Con esa picardía que caracteriza al adicto al póquer, Santos ha escenificado varios golpes de efecto que han deslumbrado a la oposición. Antes incluso de tomar posesión, el nuevo presidente buscó la reconciliación con el poder judicial, que tenía una pésima relación con su antecesor y la sigue teniendo. Luego, se reunió con Hugo Chávez apenas unos días después de que Uribe hubiera denunciado ante la comunidad internacional la existencia de varios campamentos en Venezuela de las Fuerzas Armadas Revolucionarias Colombianas (FARC), que se beneficiaban de la protección de las autoridades del país vecino. Y, ahora, Santos apoya el proyecto de ley de reparación a las víctimas, que permitirá la restitución a los campesinos de las tierras expoliadas.

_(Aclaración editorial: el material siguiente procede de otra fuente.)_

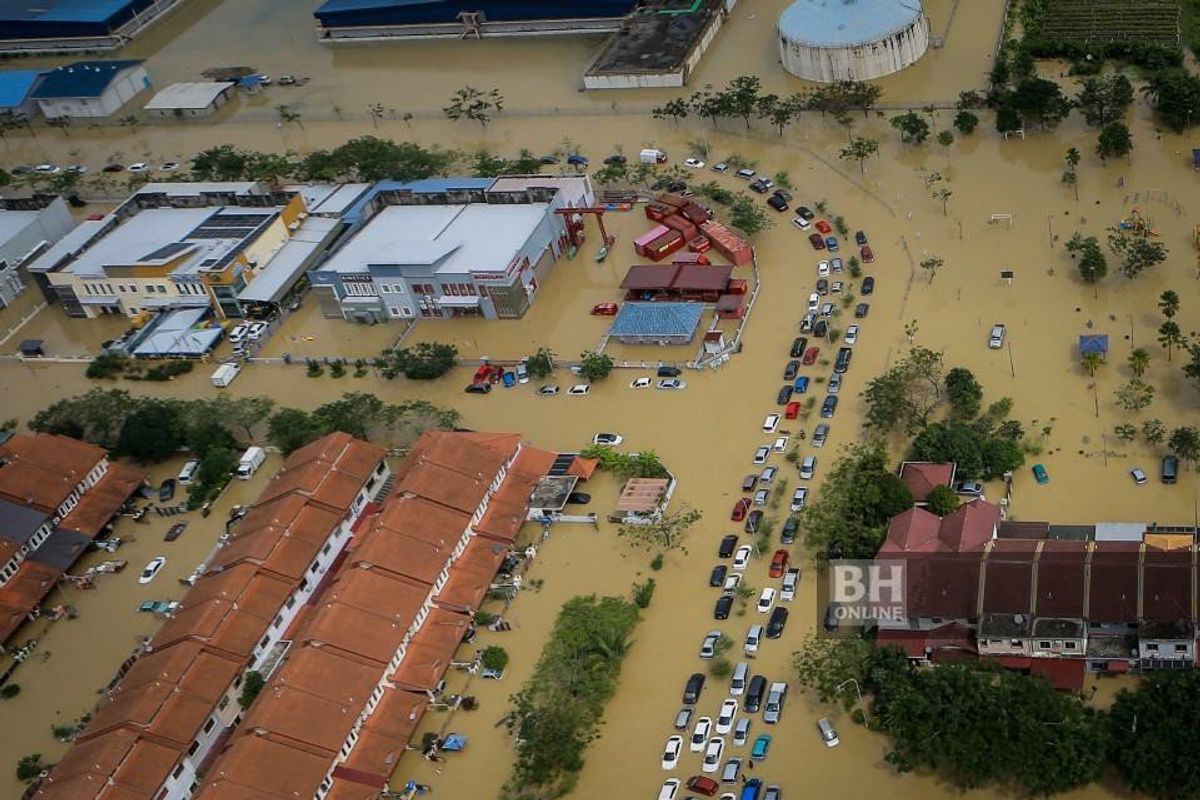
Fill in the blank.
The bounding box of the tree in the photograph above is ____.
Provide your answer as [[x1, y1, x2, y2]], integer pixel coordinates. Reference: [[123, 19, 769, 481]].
[[1158, 289, 1180, 319], [442, 86, 504, 128], [1166, 425, 1200, 464], [650, 97, 690, 127], [1126, 348, 1150, 378], [1096, 122, 1133, 161], [1062, 148, 1096, 201], [116, 401, 184, 463], [580, 353, 613, 381], [1116, 378, 1154, 411], [925, 483, 959, 517], [954, 110, 979, 136], [892, 112, 929, 144], [1075, 73, 1133, 127], [920, 255, 946, 283], [1158, 319, 1187, 371], [946, 367, 983, 420], [838, 137, 880, 175]]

Ninguna de esas iniciativas ha gustado a los uribistas de hueso colorado y, menos aún, el inmerecido piropo de Santos a Chávez —"mi mejor nuevo amigo"—, que no acaba de creérselo pero hace como si fuera cierto. Esa pantomima, en cambio, ha sido bien recibida en el campo antiuribista, que afila los cuchillos contra el ex presidente, supuestamente abandonado por su sucesor. Algunos ya se imaginan a Uribe tras las rejas, como ocurrió con Alberto Fujimori en Perú. O, si no logran criminalizar al presidente que machacó durante ocho años a las FARC y restableció la "seguridad democrática" en casi todo el país, entonces intentarán mandarlo al exilio en alguna tierra lejana, como pasó con Carlos Salinas.

Lo más probable, sin embargo, es que nada de eso suceda. Santos es un pragmático a ultranza, con mucha mano izquierda para minimizar las divergencias, pero tiene los mismos objetivos que Uribe: acabar de una vez por todas con las FARC para dedicar todos los esfuerzos al desarrollo de un país que no ha podido hasta ahora aprovechar su enorme potencial humano y sus cuantiosos recursos naturales.